After leading Russia in scoring at EuroBasket, it's unlikely Shved will be uncomfortable with that style of play.
Familiar tempo and faces on the floor may even help the second-year pro loosen up a bit.
The biggest knock on Shved since he joined Minnesota last season -- much earlier than some expected of the undrafted free agent -- is that he plays too tight. Rubio famously told him to "change this face" and play with some enthusiasm during a Feb. 28 loss to the Lakers, and boisterous free-agent addition Ronny Turiaf has taken to telling Shved to smile frequently during camp.
It's not that Shved doesn't enjoy what he's doing: "How you can live without basketball, I don't know," he said this summer. But a draining rookie season and demands from Adelman that he expand his game cause him to overthink at times.
"The biggest thing is he's got to continue to play hard all the time and respond to challenges," Adelman said. "He's not someone who's negative or anything. You can have a good time with him, but it's just the way he's always approached things."
Shved's currently in line to spend a lot of time with J.J. Barea backing up Rubio and Martin. Adelman hopes to use the two second-unit guards interchangeably, which means Shved must shed his point-guard-by-nature habits and learn to move and create without the ball in his hands.
He's also adjusting to life without confidant Andrei Kirilenko, another Russian hoops staple, who turned down a player option in Minnesota to go play for the Brooklyn Nets. Shved's English is the most broken among a group with several international players and accents; he and Kirilenko could speak freely in Russian whenever they desired.
They still talk about every other day, Shved said.
"He's my great man. He's, like, my friend," Shved said of Kirilenko. "He really helps me."
But perhaps the biggest key for a talented kid who spent at least part of five different seasons with CSKA Moscow is playing just a little less tight-lipped. He emitted a big grin Sunday when asked if he thinks he should smile more, then explained his demeanor.
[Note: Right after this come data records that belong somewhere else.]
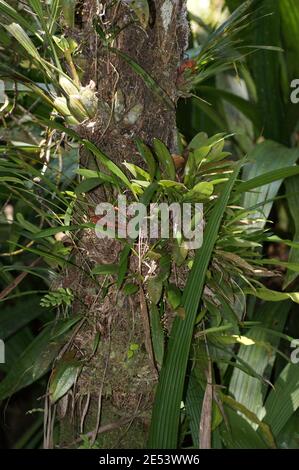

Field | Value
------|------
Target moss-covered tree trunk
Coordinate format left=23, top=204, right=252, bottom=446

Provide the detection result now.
left=58, top=0, right=188, bottom=448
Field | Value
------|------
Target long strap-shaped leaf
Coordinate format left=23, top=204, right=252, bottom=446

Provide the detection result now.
left=149, top=164, right=240, bottom=449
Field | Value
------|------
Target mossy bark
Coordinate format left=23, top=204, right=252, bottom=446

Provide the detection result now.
left=59, top=0, right=188, bottom=448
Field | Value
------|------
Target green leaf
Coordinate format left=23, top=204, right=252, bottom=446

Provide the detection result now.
left=0, top=317, right=82, bottom=400
left=236, top=140, right=299, bottom=228
left=149, top=164, right=240, bottom=449
left=149, top=302, right=164, bottom=366
left=264, top=364, right=299, bottom=436
left=229, top=301, right=291, bottom=419
left=135, top=139, right=157, bottom=181
left=146, top=275, right=163, bottom=304
left=283, top=176, right=299, bottom=289
left=0, top=294, right=45, bottom=340
left=220, top=405, right=268, bottom=449
left=123, top=282, right=139, bottom=295
left=49, top=359, right=82, bottom=404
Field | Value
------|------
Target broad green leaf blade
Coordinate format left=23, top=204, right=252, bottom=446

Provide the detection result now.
left=220, top=406, right=268, bottom=449
left=49, top=359, right=82, bottom=403
left=283, top=176, right=299, bottom=289
left=244, top=287, right=299, bottom=304
left=229, top=301, right=291, bottom=419
left=149, top=164, right=240, bottom=449
left=109, top=47, right=174, bottom=109
left=264, top=364, right=299, bottom=436
left=0, top=294, right=45, bottom=340
left=236, top=141, right=299, bottom=229
left=0, top=317, right=82, bottom=400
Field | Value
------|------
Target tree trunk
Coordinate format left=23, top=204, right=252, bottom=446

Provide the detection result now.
left=58, top=0, right=189, bottom=448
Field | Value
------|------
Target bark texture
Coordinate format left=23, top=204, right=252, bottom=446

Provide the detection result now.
left=58, top=0, right=188, bottom=448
"Maybe sometimes I am more thinking about the games than I am about smiling," he said. "I can change this, but first of all is the game. You need to win this game, and then after, you can smile."
A friendly defeat of his countrymen wouldn't be a bad start. But it won't be a gimme.
Rubio's aware, too. His Barcelona team hosted the Los Angeles Lakers the same year CSKA Moscow knocked off Cleveland.
Rubio went scoreless, but Barcelona hounded Kobe Bryant into an 0-for-6 outing from beyond the arc, and the Lakers fell 92-88.
"All we wanted was a win to show everybody we can play here in the NBA," Rubio said. "We know (CSKA Moscow is) gonna be aggressive."